# assesssing spouses income



## triciamonty (9 Apr 2009)

what are the income thresholds on your spouses income for you to be able to claim jobseekers allowance ?


----------



## gipimann (9 Apr 2009)

Here are the rules on means-testing spouse/partner's income from employment taken from SW website:


*Spouse’s or partner’s income from employment*

Your spouse’s or partner’s income from employment is assessed in the means test for Jobseeker’s Allowance.


To find your spouse’s or partner’s means from work you must:

Deduct €20 per day from your spouse's or partner's assessable earnings for each day worked up to a maximum of €60 (including Sunday)
Next get 60% of the balance. This is assessed as his or her weekly means from work.
Assessable weekly earnings - €20 per day (maximum 3 days) = total x 60% = weekly means from work. 
And here is how to calculate assessable earnings.

*Assessable earnings from work*

The following items are always deducted from your gross earnings to get your assessable earnings from work:

PRSI contributionshttp://www.askaboutmoney.com/syndic...al-insurance-prsi/social_insurance_in_ireland
Union dues
Superannuation
PRSAs (Personal Retirement Savings Accounts)
AVCs (Additional Voluntary Contributions)


----------



## triciamonty (9 Apr 2009)

do these same rules apply if wife is classed as self-employed taking home 350 p.w.  also i un registered as self employed in october 2008 to take up direct employment but this fell through,so i signed on  on the 12 -12-08............thank-you for replying


----------



## milic (9 Apr 2009)

No. Income from self employment is assessable in full without disregards.


----------



## gipimann (9 Apr 2009)

Here are the rules for assessing income from self-employment.

*Spouse’s or partner’s income from self-employment*

Your spouse’s or partner’s income from self-employment is assessed in the means test for Jobseeker’s Allowance.
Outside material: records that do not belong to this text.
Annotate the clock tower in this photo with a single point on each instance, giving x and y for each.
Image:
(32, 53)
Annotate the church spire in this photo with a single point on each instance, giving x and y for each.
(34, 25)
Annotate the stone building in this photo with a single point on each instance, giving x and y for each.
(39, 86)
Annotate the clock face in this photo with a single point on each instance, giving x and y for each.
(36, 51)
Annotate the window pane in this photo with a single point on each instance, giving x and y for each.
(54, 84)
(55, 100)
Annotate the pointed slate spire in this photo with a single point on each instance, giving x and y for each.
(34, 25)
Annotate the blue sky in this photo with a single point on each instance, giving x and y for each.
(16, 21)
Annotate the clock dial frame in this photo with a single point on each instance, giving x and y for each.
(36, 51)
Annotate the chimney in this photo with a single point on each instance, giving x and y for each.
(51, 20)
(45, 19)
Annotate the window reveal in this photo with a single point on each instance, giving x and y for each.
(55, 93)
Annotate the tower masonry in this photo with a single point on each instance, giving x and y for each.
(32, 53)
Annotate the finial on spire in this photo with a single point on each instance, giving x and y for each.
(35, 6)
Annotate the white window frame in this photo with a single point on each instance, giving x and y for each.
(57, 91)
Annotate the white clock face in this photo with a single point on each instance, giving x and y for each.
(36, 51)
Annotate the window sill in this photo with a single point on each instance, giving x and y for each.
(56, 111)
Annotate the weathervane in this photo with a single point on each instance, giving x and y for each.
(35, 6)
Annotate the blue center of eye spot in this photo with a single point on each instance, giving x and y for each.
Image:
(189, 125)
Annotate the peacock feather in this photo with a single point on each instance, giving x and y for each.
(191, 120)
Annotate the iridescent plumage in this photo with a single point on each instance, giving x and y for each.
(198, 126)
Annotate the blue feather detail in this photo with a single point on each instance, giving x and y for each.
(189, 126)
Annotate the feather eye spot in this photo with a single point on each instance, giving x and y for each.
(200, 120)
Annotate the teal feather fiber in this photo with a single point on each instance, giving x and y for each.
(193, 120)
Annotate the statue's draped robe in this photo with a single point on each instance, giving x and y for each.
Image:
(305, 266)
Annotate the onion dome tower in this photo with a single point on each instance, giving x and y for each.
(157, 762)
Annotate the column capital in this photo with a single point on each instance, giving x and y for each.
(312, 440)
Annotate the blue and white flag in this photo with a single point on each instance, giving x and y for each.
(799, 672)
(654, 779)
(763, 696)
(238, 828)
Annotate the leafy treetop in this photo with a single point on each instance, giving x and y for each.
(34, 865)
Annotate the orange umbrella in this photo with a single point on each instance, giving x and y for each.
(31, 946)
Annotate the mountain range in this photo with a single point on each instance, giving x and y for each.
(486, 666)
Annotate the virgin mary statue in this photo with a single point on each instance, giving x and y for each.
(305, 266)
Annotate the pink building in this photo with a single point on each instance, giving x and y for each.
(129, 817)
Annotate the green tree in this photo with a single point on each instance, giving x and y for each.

The assessment must reflect the earnings your spouse or partner may reasonably be expected to get from your business over the next 12 months. Income for the last 12 months will be taken as a guide but allowing for any factors which it is known will vary. Your spouse or partner should be prepared to discuss these factors when you are assessed for Jobseeker’s Allowance.

Earnings are assessed as gross income less work related expenses over 12 months. The expected annual earnings from self-employment is divided by 52 to find your spouse’s or partner’s weekly means from self-employment. 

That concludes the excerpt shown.